The allusion to sexual energy that runs through “Rock Your Body” is present throughout the video, and heavily so, but everything else that made the song a fan favourite is lost in translation.
To be fair, creatives define their style by calling on certain elements and using them repeatedly in different forms. The same could be said of the familiar pointers that now define a Clarence Peters video; but from a fan’s perspective, his recent work reeks of an artist who has found too much safety in his comfort zone.
While many of his peers have earned respect for their seminal work on massive hit songs, Clarence is valued for his understanding of how Nigerians perceive visual stories and what they relate to.

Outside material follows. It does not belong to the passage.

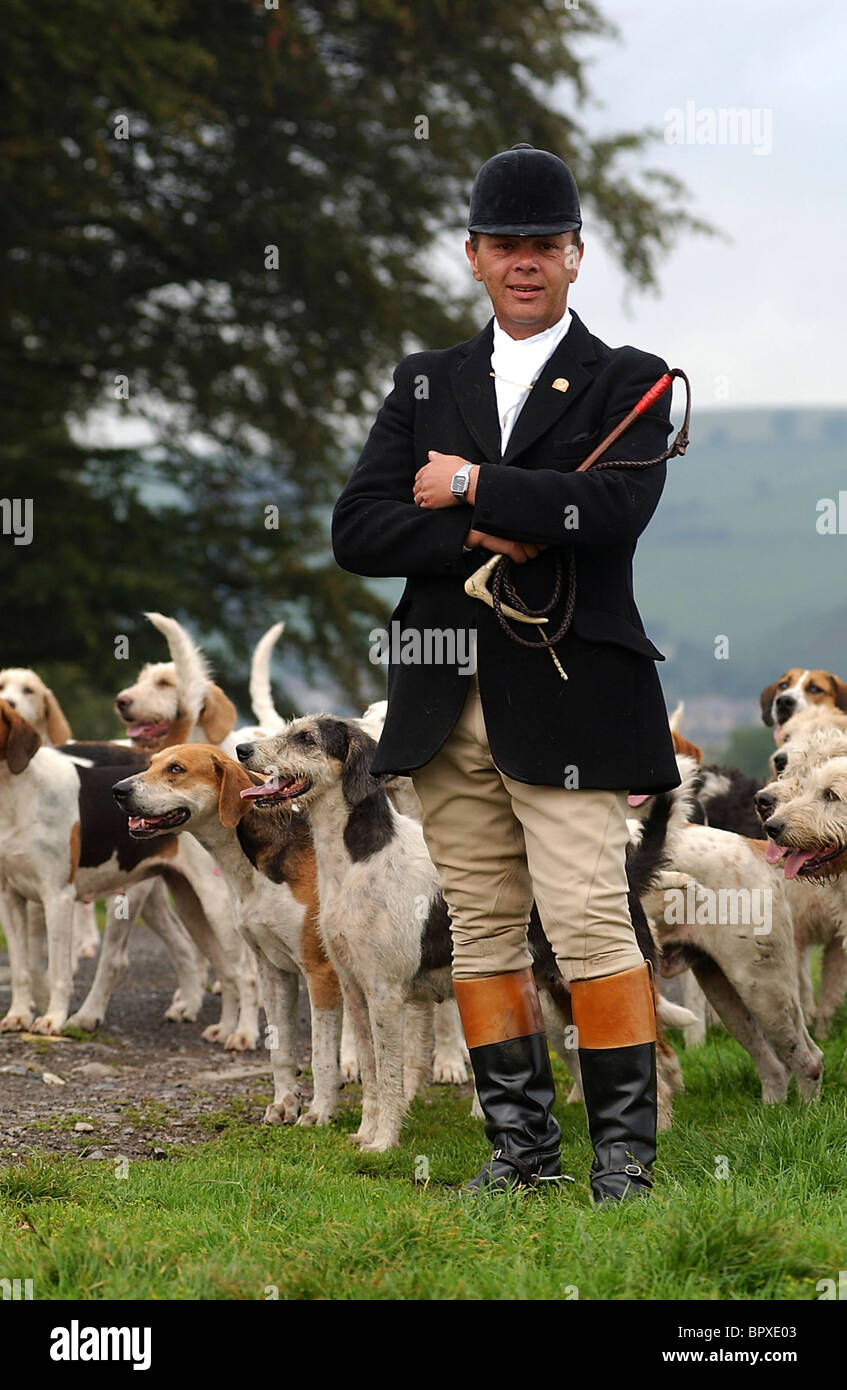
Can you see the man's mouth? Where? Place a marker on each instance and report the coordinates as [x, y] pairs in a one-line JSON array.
[[146, 733], [801, 862], [276, 791], [143, 826], [525, 291]]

This unique skill reflects in what many younger fans consider his magnum opus, the short film he created for Falz’s “Soldier”. With all credit to Falz, the song itself was already descriptive enough with its style of humour-infused storytelling. Peters’ goes one further though, creating a context for Simi and Falz’s reluctant romance by depicting Falz the soldier coming to rescue Simi who had been kidnapped.
In the main video itself, he chooses familiar elements like Simi doing her laundry out in the yard with her friends, the open market where Falz pleads with Simi, an old classroom and an old mother who is more than willing to teach Falz a lesson in respect.

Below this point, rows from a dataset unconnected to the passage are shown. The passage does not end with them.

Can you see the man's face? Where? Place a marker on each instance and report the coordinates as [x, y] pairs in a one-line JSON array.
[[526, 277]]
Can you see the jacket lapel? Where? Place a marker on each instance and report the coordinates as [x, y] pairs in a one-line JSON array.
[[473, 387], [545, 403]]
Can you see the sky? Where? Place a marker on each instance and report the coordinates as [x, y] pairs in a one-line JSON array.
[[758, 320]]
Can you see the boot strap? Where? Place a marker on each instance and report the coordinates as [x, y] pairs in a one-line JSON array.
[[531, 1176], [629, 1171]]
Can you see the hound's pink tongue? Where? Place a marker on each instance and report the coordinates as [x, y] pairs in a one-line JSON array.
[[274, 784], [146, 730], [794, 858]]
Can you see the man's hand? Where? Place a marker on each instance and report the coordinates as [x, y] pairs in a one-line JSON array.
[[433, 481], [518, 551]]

Together, they turn an already good song into every man’s story of a love interest that just wants to be left alone.
Now, with each new release, Peters now appears unwilling to explore much outside the skills he used so sparingly over time to make a name for himself. Even where the song begs for an eclectic interpretation like Burna’s “Rock Your Body”, the director’s work is too familiar, too set in his ways to excite the most loyal fan.
In a way, it is a function of the clout, respect and acclaim he enjoys. Since 2009, Peters has won a slew of awards, including 5 Nigerian Music Video Awards, at least two Headies and an MTV Africa Music Award in 2014 for Best Video.
In an industry that is defined by re-used concepts and the herd mentality, it is difficult to feel the need to prove anything when you’re seen as the best at what you do; the guy at the top of the pyramid.
In all fairness, the volume of work that Peters has created in the last decade is imposing. With videos like KnightHouse’s “The Finest” and Olamide’s “Durosoke”, he has pushed the quality of visual storytelling in music videos to a point where flash and pizzazz are not enough.
In that space, he has also mentored young directors like XYZ and R-Cube Oshodi who now enjoy careers independent of him.
Creativity is not an endless stream, and in the case of the overworked artiste, renewing energy is usually as important as spending it. For an artist whose job is to re-imagine one man’s art for millions to consume, this is even more true.
To re-capture the standards to which he is now held, the filmmaker needs to become comfortable in pushing the boundaries again. Some have said he is in a dark place and his recent work is a function of his struggle to find inspiration again.
Regardless if this is the case, Peters needs to leave his warehouse and his team of dancers in his rearview mirror.
Beyond the familiar is the opportunity to up the ante once again and cement a place he already holds in the pantheon of music video directors.
If he finds the level of unbridled creativity that he was once known for, lighting will probably be the last thing on our minds.
In the end, when it’s all said and done, all the audience wants is an engaging video.